Detecting XXE with Qualys WAS
Here is some information about the new QIDs for XXE now available in Qualys Web Application Scanning (WAS).
QID 150179 has been introduced for blind XXE injection vulnerabilities. With this type of vulnerability, a web application processes external entities in user-controlled data but the HTTP response does not contain the content of the processed XML or any parsing errors. This typically happens when the application is processing XML and consuming the result internally or is suppressing all internal errors. This is referred to as “blind” XXE and can be detected by sending XML with an entity referring to a remote resource. When such XML is processed by a vulnerable application, it attempts to fetch the remote resource, which takes time, so the server’s response takes longer from an attacker’s point of view.
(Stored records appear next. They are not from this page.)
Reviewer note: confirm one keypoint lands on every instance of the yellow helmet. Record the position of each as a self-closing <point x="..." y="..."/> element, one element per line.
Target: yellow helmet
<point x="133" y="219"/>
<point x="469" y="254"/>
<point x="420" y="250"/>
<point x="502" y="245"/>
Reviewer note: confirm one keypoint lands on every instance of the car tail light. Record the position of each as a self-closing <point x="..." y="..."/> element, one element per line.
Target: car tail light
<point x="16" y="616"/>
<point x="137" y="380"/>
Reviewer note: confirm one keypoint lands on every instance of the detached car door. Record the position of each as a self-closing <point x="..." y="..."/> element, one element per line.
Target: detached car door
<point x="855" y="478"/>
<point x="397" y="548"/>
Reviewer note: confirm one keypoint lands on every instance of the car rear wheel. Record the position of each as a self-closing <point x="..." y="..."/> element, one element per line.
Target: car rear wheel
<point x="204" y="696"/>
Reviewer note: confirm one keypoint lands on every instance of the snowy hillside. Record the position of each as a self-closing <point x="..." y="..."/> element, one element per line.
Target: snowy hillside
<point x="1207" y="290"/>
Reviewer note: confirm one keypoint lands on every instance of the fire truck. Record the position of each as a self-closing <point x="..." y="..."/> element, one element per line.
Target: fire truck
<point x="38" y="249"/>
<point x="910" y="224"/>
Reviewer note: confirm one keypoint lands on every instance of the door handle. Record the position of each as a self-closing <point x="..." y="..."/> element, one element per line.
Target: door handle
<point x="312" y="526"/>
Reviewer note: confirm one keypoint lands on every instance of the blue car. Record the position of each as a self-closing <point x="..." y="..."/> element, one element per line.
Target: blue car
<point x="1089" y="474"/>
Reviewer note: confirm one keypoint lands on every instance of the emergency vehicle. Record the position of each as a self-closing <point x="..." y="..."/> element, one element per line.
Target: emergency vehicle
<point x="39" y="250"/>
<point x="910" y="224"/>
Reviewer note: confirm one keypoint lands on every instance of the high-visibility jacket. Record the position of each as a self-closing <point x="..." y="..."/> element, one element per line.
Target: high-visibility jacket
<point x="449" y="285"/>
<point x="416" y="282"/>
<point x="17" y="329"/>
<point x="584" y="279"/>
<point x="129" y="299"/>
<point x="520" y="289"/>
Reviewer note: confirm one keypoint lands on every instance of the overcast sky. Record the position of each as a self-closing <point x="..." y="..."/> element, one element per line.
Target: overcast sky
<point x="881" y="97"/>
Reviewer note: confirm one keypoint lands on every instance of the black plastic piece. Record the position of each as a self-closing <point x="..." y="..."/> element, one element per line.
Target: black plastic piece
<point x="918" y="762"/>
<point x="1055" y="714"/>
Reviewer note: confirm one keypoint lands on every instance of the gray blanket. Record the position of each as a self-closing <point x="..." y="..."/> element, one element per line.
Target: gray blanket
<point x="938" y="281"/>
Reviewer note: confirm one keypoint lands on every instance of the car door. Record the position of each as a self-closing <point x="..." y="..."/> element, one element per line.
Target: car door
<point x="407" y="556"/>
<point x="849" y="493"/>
The attacker can thus profile HTTP response times for various entities and conclude if the server is vulnerable to XXE injection.
QID 150180 has been introduced for XXE file disclosure. This vulnerability occurs when a web application processes external entities embedded in user-controlled XML data and adds the content of the processed XML to the HTTP response. In this case an attacker sends a specially-crafted external entity referring to a local file on the server. The XML parser resolves the entity and the application includes the content of the local file in the response.
For example, an attacker may send the following XML in the HTTP request:
<?xml version="1.0"?> <!DOCTYPE attackerDTD [<!ENTITY xxe SYSTEM "file:///etc/passwd" >]> <A>&xxe;</A>
The HTTP response from a vulnerable web application will include the contents of the “/etc/passwd” file on the server. This is obviously quite dangerous and could lead to harmful outcomes.
QID 150181 has been introduced for XXE file inclusion errors. This vulnerability is considered less severe than QID 150180 because the contents of the file are not returned. Instead the XML parser throws an error when it’s not able to access the resource referred to by the entity. Nevertheless, the error message indicates that the attacker-supplied external entity is processed by the application. This behavior could be leveraged by the attacker to determine the existence of various files on the server as well as their access permissions.
What Does This Mean for You?
XXE vulnerabilities in web applications are not new. But now that XXE has been added to the OWASP Top 10, it is sure to garner more attention, and applications will be under increased scrutiny. Be sure to scan using these new QIDs in Qualys WAS to help determine if your applications are vulnerable.
Likewise, development teams at your organization need to be aware and have renewed focus on preventing XXE and remediating existing code. One of the best resources for developers in this arena is the OWASP XXE Prevention Cheat Sheet.